UPDATE mysql.user SET authentication_string=password('elephant7') WHERE user='root';
1
  • It is necessary to flush privileges which is being missed by many answerers. Thank you Sergio
    – Alan Deep
    Nov 10, 2018 at 19:59
2
mysql> use mysql;
mysql> ALTER USER 'root'@'localhost' IDENTIFIED BY 'my-password-here';

Try it once, it worked for me.

1

Try this:

UPDATE mysql.user SET password=password("elephant7") where user="root"
1
  • Query OK, 0 rows affected (0.00 sec) Rows matched: 3 Changed: 0 Warnings: 0
    – ValRob
    Apr 20, 2018 at 13:07
1

From the mysql documentation version: 8.0.18:

A superuser account 'root'@'localhost' is created. A password for the superuser is set and stored in the error log file.
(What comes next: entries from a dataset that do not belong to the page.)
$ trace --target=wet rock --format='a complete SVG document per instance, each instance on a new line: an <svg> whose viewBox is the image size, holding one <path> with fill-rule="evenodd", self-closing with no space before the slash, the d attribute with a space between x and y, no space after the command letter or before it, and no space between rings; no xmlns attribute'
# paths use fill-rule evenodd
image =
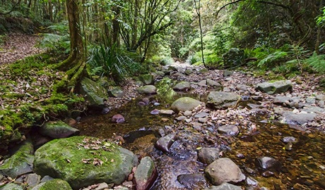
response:
<svg viewBox="0 0 325 190"><path fill-rule="evenodd" d="M236 106L241 99L233 92L211 91L208 95L207 105L214 109L222 109Z"/></svg>
<svg viewBox="0 0 325 190"><path fill-rule="evenodd" d="M240 186L235 186L228 183L223 183L218 186L211 186L204 189L204 190L242 190Z"/></svg>
<svg viewBox="0 0 325 190"><path fill-rule="evenodd" d="M153 84L153 83L155 82L153 76L150 74L142 75L140 77L138 77L138 80L141 82L143 82L145 85Z"/></svg>
<svg viewBox="0 0 325 190"><path fill-rule="evenodd" d="M34 160L33 146L30 141L25 141L11 157L4 160L0 173L11 178L32 172Z"/></svg>
<svg viewBox="0 0 325 190"><path fill-rule="evenodd" d="M124 92L120 87L114 88L108 91L108 96L111 97L120 98L124 95Z"/></svg>
<svg viewBox="0 0 325 190"><path fill-rule="evenodd" d="M209 165L219 158L219 148L202 148L199 150L198 159L200 162Z"/></svg>
<svg viewBox="0 0 325 190"><path fill-rule="evenodd" d="M257 167L260 167L265 170L278 169L281 166L281 163L273 158L264 156L259 157L256 160Z"/></svg>
<svg viewBox="0 0 325 190"><path fill-rule="evenodd" d="M247 185L257 186L257 185L259 184L259 182L257 182L256 179L254 179L252 177L248 177L247 178L246 178L245 181Z"/></svg>
<svg viewBox="0 0 325 190"><path fill-rule="evenodd" d="M138 87L137 89L138 93L142 94L157 94L157 89L153 85L146 85Z"/></svg>
<svg viewBox="0 0 325 190"><path fill-rule="evenodd" d="M203 174L188 174L177 176L177 181L187 189L194 189L206 184Z"/></svg>
<svg viewBox="0 0 325 190"><path fill-rule="evenodd" d="M155 144L155 147L164 153L168 153L172 144L175 142L176 136L172 134L167 134L159 139Z"/></svg>
<svg viewBox="0 0 325 190"><path fill-rule="evenodd" d="M55 139L38 148L34 172L64 179L78 189L101 182L120 184L137 163L132 152L113 142L78 136Z"/></svg>
<svg viewBox="0 0 325 190"><path fill-rule="evenodd" d="M140 161L134 174L136 189L149 189L157 177L158 172L153 160L148 156L144 157Z"/></svg>
<svg viewBox="0 0 325 190"><path fill-rule="evenodd" d="M67 182L60 179L54 179L50 181L40 183L38 185L34 186L32 190L50 190L53 189L54 187L55 187L55 189L72 190L71 187Z"/></svg>
<svg viewBox="0 0 325 190"><path fill-rule="evenodd" d="M228 125L220 126L218 128L218 131L222 134L227 134L230 136L236 136L240 132L238 127L235 125Z"/></svg>
<svg viewBox="0 0 325 190"><path fill-rule="evenodd" d="M316 113L294 113L285 112L281 122L292 125L302 125L312 121L317 116Z"/></svg>
<svg viewBox="0 0 325 190"><path fill-rule="evenodd" d="M48 122L40 127L41 134L53 138L66 138L73 135L78 135L80 131L70 127L63 121Z"/></svg>
<svg viewBox="0 0 325 190"><path fill-rule="evenodd" d="M189 97L182 97L177 99L172 104L171 108L175 112L192 110L200 105L201 101Z"/></svg>
<svg viewBox="0 0 325 190"><path fill-rule="evenodd" d="M262 82L256 86L257 90L269 94L280 94L292 90L292 84L290 80L280 80L275 82Z"/></svg>
<svg viewBox="0 0 325 190"><path fill-rule="evenodd" d="M172 89L175 91L189 91L191 89L191 84L189 82L182 81L176 84Z"/></svg>
<svg viewBox="0 0 325 190"><path fill-rule="evenodd" d="M23 186L15 184L7 184L0 188L1 190L23 190Z"/></svg>
<svg viewBox="0 0 325 190"><path fill-rule="evenodd" d="M40 176L37 174L29 174L26 175L25 181L28 184L28 187L32 188L40 183Z"/></svg>
<svg viewBox="0 0 325 190"><path fill-rule="evenodd" d="M246 178L240 167L228 158L215 160L206 167L204 172L214 185L224 182L237 183Z"/></svg>
<svg viewBox="0 0 325 190"><path fill-rule="evenodd" d="M174 113L175 113L173 110L159 110L160 114L162 115L172 115Z"/></svg>
<svg viewBox="0 0 325 190"><path fill-rule="evenodd" d="M229 77L229 76L232 75L232 74L234 74L234 72L232 71L230 71L230 70L225 70L223 71L223 77Z"/></svg>
<svg viewBox="0 0 325 190"><path fill-rule="evenodd" d="M206 116L209 115L209 114L206 112L200 112L198 114L196 114L194 115L194 118L205 118Z"/></svg>
<svg viewBox="0 0 325 190"><path fill-rule="evenodd" d="M90 107L105 107L105 103L108 100L108 94L106 89L96 82L85 77L80 82L78 91L84 95L85 100Z"/></svg>
<svg viewBox="0 0 325 190"><path fill-rule="evenodd" d="M113 122L121 123L124 122L124 121L125 118L121 114L116 114L112 117L112 122Z"/></svg>
<svg viewBox="0 0 325 190"><path fill-rule="evenodd" d="M208 85L210 86L210 87L222 87L222 85L220 84L219 82L215 82L215 81L212 80L210 80L210 79L207 79L207 80L206 80L206 84L208 84Z"/></svg>

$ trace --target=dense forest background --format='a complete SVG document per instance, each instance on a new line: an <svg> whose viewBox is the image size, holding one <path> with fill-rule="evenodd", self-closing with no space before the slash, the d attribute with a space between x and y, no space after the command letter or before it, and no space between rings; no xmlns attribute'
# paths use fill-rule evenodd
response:
<svg viewBox="0 0 325 190"><path fill-rule="evenodd" d="M43 36L40 46L60 55L54 56L58 62L79 44L78 59L89 63L90 74L117 81L139 70L138 63L166 64L172 58L285 75L325 70L321 0L2 0L1 4L1 37L7 32L38 33ZM76 39L72 47L69 32ZM225 61L232 48L242 54L240 63ZM119 61L111 65L114 58Z"/></svg>

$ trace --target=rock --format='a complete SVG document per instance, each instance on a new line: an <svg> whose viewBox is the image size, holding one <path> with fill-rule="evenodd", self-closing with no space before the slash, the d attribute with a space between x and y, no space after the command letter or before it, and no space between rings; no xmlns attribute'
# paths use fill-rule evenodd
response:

To reveal it, use the following command: shell> sudo grep 'temporary password' /var/log/mysqld.log Change the root password as soon as possible by logging in with the generated, temporary password and set a custom password for the superuser account:

shell> mysql -uroot -p
mysql> ALTER USER 'root'@'localhost' IDENTIFIED BY 'MyNewPass4!';
4
  • This is just for centos. Not working on ubuntu flavours.
    – akikara
    Jan 21, 2020 at 11:06
  • 1
    I don't think so, it's a SQL command, actually I ran it on Windows seven
    – hiclas
    Jan 27, 2020 at 16:40
  • I've tried. At least not working for MySql Server 8.x Ubuntu 19.10.
    – akikara
    Jan 27, 2020 at 16:42
  • regardless of whether it works for you or not, SQL is SQL. It's OS agnostic. @hiclas is right. Sep 19, 2020 at 3:01
1

While using mysql version 8.0 + , use the following syntax to update root password after starting mysql daemon with --skip-grant-tables option

UPDATE user SET PASSWORD FOR 'root'@'localhost' = PASSWORD('your_new_password')
1
  • I am running version 8.0.21 using --skip-grant-tables. This throws a syntax error. Sep 19, 2020 at 2:58
1

This worked perfectly for me.

mysql> use mysql; mysql> ALTER USER 'root'@'localhost' IDENTIFIED BY 'my-password-here';

1

The following commands (modified after those found here) worked for me on my WSL install of Ubuntu after hours of trial and error:

sudo service mysql stop
sudo mysqld --skip-grant-tables &
mysql -u root mysql
UPDATE mysql.user SET authentication_string=null WHERE User='root';
flush privileges;
ALTER USER 'root'@'localhost' IDENTIFIED WITH mysql_native_password BY 'your_new_password_here';
flush privileges;
exit;
0

For mysql 8.0.23 based on Official Documentation

ALTER USER root@localhost SET ='New_Password';

For Windows 10 environment.

0
  1. click on start manager.
  2. select MySQL and open it.
  3. write the below code and press enter button

SET PASSWORD FOR 'root' = PASSWORD('elephant7');

0

For mysql 8.0.28

  1. [thor@john ~]$ sudo -i

  2. [root@app01 ~]# mysql -u root -p

  3. mysql> ALTER USER 'root'@'localhost' IDENTIFIED BY 'P@ssw0rd123';

  4. mysql> FLUSH PRIVILEGES;

1
  • This information was already available in other answers. I don't see why it needs to be repeated over and over again.